Playwright: John Patrick Shanley. At: Next Theatre at the Noyes Cultural Arts Center, 927 Noyes St. in Evanston
Phone: 847-475-1875; $23-$38. Runs through: Dec. 23
A hit play taking top honors always puts extra pressure on its author, whose next play must then match his own record despite a considerably shorter gestation period. The influence of his multiple-award winner, Doubt, is apparent in John Patrick Shanley's likewise laconically-titled Defiance. Once again we find ourselves in a parochial subculture—not religious this time, but martial—whose isolation is threatened by social issues outside its cloistered world.
The place is Camp Lejeune, North Carolina, in 1971, commanded by Lieutenant Colonel Morgan Littlefield. In the first scene, he and his steel-magnolia spouse entertain two visitors--Captain King of the Judge Advocate General's office ( the legal department, to civilians ) , an officer so strack that he moves in parade-drill formation even when unnecessary, and Chaplain White, a born-again Bible-hugger from Alabama. The Colonel enlists the aid of the former in his efforts to reduce racial tensions on base--King is, after all, African-American, a product of the ghettos--while rejecting the latter's rosy-eyed passivity. But King ( are you paying attention to these names, by the way? ) is wary of assuming too much individual responsibility.
The judges who praised Doubt apparently demand conflict-with-a-capital-C, however, so we get a distraught private who claims that Littlefield has made sexual overtures to his wife--an infraction not without precedent in military units since antiquity. The cautious King proceeds to consult White, hitherto presented as a platitude-quoting cracker, for a debate over military vs. moral values, both men adopting an emotional tone wholly at odds with their characters as previously established. Mrs.
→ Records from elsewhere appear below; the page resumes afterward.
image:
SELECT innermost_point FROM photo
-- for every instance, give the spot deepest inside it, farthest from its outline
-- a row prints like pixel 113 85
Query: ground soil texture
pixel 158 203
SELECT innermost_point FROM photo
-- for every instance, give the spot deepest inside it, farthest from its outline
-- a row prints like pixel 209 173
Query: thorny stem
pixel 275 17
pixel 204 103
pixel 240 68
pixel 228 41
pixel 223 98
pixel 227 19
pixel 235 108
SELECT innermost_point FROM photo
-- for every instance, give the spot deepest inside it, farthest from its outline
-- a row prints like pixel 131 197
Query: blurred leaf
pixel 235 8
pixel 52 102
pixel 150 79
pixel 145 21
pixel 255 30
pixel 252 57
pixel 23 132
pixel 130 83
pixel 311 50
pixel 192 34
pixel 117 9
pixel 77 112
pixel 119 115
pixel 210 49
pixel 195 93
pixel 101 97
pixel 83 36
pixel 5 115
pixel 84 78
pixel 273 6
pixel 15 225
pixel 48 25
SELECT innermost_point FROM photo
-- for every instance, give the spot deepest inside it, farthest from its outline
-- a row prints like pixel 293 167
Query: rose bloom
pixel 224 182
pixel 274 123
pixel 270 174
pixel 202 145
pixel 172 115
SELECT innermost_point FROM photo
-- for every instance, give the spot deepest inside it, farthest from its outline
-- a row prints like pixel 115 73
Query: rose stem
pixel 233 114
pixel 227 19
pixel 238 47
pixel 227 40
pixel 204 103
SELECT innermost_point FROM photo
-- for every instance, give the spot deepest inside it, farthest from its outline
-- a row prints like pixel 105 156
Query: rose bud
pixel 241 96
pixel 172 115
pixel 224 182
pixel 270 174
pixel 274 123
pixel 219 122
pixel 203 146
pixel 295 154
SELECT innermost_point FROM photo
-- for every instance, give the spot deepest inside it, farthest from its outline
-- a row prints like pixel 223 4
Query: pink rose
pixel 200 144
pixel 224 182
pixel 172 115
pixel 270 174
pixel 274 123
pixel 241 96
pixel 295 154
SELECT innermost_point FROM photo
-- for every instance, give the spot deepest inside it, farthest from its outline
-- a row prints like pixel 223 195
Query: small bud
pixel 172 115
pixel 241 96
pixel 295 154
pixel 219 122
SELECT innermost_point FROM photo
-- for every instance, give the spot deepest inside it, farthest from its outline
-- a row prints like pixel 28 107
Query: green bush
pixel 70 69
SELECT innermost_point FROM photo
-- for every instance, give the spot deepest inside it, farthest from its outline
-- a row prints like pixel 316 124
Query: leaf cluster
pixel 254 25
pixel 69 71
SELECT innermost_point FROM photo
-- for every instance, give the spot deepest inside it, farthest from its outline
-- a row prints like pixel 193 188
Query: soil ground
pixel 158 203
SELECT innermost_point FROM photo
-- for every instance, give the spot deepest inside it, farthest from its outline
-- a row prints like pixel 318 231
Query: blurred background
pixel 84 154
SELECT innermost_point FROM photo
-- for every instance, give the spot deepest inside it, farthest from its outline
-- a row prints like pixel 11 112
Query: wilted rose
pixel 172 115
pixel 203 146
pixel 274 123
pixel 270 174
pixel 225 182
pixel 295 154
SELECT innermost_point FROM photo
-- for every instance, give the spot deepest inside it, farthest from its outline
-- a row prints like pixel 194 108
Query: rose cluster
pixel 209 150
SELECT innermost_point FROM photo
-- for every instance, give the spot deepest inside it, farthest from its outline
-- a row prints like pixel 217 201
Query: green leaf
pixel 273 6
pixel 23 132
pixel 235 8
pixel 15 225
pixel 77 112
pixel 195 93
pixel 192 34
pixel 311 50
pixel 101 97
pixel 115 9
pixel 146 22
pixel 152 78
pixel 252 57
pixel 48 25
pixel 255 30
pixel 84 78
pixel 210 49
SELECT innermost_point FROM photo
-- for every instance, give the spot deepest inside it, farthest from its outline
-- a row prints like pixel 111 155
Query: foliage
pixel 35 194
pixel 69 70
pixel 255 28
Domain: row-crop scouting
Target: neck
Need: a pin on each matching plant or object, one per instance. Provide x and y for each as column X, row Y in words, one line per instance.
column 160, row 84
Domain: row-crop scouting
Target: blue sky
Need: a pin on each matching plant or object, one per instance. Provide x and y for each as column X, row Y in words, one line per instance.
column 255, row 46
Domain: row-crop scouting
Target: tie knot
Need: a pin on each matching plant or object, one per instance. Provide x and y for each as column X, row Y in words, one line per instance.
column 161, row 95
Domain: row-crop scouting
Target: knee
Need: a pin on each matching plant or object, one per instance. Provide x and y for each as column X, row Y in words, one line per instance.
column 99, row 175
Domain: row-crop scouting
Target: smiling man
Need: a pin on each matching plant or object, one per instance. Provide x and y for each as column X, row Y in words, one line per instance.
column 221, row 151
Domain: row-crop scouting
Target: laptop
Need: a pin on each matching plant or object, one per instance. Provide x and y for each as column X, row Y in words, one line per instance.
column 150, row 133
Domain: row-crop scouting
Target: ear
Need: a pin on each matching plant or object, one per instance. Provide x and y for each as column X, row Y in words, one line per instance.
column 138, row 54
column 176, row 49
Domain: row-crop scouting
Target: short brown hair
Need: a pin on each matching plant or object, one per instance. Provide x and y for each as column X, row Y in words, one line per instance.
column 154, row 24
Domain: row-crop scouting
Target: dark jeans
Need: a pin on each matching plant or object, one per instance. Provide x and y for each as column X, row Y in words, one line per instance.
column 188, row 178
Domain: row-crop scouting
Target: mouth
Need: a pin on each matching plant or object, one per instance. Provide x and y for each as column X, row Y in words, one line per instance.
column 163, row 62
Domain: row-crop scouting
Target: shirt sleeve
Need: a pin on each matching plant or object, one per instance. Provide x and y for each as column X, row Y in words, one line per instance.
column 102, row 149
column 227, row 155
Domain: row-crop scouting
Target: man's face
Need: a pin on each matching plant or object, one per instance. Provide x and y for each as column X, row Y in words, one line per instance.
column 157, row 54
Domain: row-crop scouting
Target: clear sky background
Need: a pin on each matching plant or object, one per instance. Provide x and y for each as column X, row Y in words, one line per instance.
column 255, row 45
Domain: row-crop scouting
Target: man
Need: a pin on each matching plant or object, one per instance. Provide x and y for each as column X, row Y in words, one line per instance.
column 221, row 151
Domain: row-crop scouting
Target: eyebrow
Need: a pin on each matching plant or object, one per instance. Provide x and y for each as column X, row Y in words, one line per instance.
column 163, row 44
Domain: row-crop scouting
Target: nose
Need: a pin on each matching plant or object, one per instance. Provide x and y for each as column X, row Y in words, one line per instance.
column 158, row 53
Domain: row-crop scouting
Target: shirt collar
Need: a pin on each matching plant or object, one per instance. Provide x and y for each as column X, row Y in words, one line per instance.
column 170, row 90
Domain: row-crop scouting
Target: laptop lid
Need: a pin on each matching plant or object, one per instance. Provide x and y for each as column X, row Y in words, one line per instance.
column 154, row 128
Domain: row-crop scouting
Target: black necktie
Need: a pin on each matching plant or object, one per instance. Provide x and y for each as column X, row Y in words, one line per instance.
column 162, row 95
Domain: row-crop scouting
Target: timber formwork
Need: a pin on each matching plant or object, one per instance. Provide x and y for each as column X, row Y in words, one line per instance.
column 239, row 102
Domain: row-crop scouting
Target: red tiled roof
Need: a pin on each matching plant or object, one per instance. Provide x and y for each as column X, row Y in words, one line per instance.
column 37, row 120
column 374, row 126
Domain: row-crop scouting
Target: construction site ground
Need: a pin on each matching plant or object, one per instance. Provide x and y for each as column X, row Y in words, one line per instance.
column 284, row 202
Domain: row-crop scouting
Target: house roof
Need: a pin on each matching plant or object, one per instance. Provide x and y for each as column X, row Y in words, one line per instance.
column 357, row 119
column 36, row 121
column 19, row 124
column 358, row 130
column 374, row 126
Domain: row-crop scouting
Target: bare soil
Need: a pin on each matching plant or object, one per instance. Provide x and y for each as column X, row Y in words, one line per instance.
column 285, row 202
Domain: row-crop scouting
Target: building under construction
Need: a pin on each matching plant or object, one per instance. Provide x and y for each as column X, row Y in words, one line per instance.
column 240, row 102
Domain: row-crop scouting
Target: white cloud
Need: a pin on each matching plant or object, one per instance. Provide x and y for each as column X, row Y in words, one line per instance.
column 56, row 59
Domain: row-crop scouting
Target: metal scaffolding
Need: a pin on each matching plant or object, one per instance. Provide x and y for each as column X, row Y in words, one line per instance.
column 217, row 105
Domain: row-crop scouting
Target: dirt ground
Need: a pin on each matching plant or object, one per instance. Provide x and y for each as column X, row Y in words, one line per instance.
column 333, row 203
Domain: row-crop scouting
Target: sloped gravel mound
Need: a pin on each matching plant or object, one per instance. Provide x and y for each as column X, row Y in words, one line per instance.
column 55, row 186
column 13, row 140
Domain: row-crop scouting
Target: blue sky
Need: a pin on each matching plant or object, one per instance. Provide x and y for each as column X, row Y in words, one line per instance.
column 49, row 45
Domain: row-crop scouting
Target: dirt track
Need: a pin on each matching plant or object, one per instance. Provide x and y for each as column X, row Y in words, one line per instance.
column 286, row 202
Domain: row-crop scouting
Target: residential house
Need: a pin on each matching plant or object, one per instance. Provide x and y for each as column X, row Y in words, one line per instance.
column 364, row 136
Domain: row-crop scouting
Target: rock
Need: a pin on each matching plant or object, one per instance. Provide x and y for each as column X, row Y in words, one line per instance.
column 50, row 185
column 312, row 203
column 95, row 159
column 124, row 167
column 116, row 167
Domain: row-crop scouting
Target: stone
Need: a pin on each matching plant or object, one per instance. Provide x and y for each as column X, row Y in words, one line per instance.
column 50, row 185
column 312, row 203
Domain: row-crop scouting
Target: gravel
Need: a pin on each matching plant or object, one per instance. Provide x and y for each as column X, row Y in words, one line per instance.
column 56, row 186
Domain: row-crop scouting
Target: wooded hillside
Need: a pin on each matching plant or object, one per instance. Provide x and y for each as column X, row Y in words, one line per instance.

Littlefield eventually joins in to further muddy the scope of the argument at hand, until it falls to the Colonel himself to review the options engendered by his lapse of discipline and take appropriate action.
No, he does NOT retire to his office and shoot himself, though in this Next Theatre production, such a melodramatic ending wouldn't surprise us at all. It's unclear whether this inexplicable breach of dramatic unity is due to Shanley relying on narrative short-cuts, director Jason Loewith's mistrust of audiences bereft of obvious road-signs, or actor Joseph Wycoff's choices for the role of Chaplain White. But the results are that only Steve Pickering's Littlefield displays behavior consistent with a single personality throughout Shanley's befuddled polemical skirmishes--an accomplishment worthy of recognition, if not by the Colonel's superiors, then by playgoers looking for guidance in uncertain times.